The technical failure rate that we obtained is much higher than what is usually accepted for including NMR in a screening program. 20 Nevertheless, given that the interobserver reliability depends on the diagnoses from the images of suitable quality, it does not invalidate our results as they describe the behavior of the technique with valid data. Both parameters—the technical failure rate and the reliability—together with the rest of the diagnostic ability indicators and the economic evaluation of the procedure, provide us with the information needed for implementing NMR in screening programs. Regarding the training necessary for achieving images of a sufficient quality with NMR, it has been noted that there are no substantial differences among a professional photographer specialized in ophthalmologic imaging, a photographer with 2 days' training and experience on 50 eyes, and another with 1 days' training and experience on 10 eyes. 21 All the patients had diabetes. No differences were found taking half the patients who were dilated by protocol. Our case could correspond to the training of the third photographer, although methods differ and quality for stereoscopic vision was not evaluated in that work. An experienced imager in our team may have helped to improve the results.

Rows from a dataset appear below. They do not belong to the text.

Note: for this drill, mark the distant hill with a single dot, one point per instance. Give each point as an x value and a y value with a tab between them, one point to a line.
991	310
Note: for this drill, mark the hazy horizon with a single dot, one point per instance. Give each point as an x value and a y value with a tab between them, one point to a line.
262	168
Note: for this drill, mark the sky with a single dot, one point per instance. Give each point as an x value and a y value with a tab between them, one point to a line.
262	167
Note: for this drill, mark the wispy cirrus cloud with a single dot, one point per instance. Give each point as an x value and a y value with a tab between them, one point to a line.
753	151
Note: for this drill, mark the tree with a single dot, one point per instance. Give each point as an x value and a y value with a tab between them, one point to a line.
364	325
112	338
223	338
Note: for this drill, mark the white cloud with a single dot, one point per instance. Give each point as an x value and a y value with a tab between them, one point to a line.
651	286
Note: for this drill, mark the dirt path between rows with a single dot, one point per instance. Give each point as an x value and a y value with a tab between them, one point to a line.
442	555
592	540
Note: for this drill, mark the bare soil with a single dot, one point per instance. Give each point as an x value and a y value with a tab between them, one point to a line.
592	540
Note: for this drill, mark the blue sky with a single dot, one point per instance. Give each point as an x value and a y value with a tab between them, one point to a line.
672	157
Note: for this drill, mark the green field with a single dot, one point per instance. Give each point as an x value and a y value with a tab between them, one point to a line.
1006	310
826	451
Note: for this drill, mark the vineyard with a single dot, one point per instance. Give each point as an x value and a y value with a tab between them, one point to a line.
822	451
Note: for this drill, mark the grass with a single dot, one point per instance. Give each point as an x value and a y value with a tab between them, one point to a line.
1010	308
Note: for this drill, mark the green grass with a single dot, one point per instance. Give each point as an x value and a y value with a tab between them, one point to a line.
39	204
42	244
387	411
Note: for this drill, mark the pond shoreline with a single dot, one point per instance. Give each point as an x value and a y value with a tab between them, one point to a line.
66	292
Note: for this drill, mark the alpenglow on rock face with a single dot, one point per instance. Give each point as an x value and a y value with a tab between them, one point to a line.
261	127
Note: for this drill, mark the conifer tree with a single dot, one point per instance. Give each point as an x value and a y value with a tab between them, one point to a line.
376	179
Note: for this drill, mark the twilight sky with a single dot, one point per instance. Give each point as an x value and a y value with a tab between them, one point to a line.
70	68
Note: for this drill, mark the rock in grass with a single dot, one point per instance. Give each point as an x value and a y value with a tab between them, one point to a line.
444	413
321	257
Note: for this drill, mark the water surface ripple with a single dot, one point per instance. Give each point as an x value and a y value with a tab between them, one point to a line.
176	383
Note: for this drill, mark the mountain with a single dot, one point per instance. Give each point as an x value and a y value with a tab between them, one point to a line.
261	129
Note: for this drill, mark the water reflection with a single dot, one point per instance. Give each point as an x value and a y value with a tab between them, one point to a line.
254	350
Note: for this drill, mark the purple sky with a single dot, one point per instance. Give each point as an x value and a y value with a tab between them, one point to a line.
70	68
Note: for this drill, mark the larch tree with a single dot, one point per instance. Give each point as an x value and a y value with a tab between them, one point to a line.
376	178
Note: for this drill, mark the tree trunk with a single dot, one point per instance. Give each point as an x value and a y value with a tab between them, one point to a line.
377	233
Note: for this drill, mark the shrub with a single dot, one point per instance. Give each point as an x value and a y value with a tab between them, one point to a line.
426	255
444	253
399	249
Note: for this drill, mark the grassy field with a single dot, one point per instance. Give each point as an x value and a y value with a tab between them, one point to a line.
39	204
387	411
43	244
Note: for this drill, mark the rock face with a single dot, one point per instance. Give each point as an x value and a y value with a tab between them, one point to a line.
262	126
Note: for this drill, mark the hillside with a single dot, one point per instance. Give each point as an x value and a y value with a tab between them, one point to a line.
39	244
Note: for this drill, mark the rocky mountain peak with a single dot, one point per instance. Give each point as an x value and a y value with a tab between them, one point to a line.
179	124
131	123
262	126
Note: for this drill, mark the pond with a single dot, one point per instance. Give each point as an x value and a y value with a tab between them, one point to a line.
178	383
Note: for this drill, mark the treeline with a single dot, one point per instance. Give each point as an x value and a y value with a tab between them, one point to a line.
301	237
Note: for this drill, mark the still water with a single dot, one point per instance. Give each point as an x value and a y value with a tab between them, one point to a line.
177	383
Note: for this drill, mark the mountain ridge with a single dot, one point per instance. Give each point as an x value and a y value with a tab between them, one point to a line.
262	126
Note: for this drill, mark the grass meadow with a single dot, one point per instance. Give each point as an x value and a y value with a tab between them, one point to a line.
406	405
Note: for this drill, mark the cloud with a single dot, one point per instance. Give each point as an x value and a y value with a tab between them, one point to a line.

The interpretation of the images by endocrinologists has been studied previously, 13 with physicians receiving more intensive training than in our study by a doctor specialized in the retina and taking as the gold standard the diagnosis performed by ophthalmologists on the same monoscopic images. The proportion of cases with maculopathy detected as hard exudates improved following dilation, with values that were quite similar for the two endocrinologists. When reviewing the issue, we found no articles in which the results of endocrinologists were contrasted with those of ophthalmologists for stereoscopic images.
Conclusions
We must therefore conclude that the use of NMR for DME detection does not achieve a suitable degree of agreement among endocrinologists minimally trained in this procedure, regardless of the pharmacological dilation and the angle of the retinal field examined. NMR is a diagnostic test of interest for screening complications of a highly prevalent disease, which makes it likely to be used by different health providers with different qualification depending on their geographical area. Moreover, with the technical development of nonmydriatic cameras and adapted software, performance features currently available are likely to be improved upon. Given the above-mentioned reasons, we think that criteria for determining the type and level of training needed for acquiring and interpreting this kind of retinography should be developed, standardized, or accepted by the scientific communities involved in, in order to then consider a screening program that will be properly carried out regarding DME.
Footnotes
Author Disclosure Statement
No competing financial interests exist.